We worked out, using his wage at retirement all he could afford was a one bedroom condo, in an older building, if he had a 20% down payment. He finally saw how a young person today couldn't afford any level of housing, unless it was with a parent, or with a parent helping out in some way.
Watching someone who has been out of touch with the market for so long suddenly being brought up to speed on the costs was remarkable. Just head-shaking disbelief on what has happened in just a few years.
Yes, younger people do have it worse
Great post and comment on Reddit. It's beyond belief. It's fair to say the social contract is broken for young people, at least in the GTA and southern Ontario, BC, and a few other parts of Canada.
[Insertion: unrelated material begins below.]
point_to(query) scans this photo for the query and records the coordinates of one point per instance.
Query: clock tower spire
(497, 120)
It's not fair that older folks who bought in the 80s, 90s, 00s, and even early 10s are sitting on effective lottery tickets of 500k or more and that this is how boomer retirements will be funded.
It was bad enough when homes became grossly unaffordable but now that rents are crushingly high, there’s no escape. We either fund the windfall to homeowners through purchase of their homes or by renting their properties. The wealth transfer from the young to the elderly and home owning is grossly unfair. Stagnant wages, lower employment security, and weaker economic growth exacerbate these issues.
I'm not a populist, but when Pierre Poilievre speaks about this issue, it connects, so I can't imagine how it feels for others. Not that he will solve the problem, but its certainly hitting my buttons as an otherwise progressive, wonky, liberal person.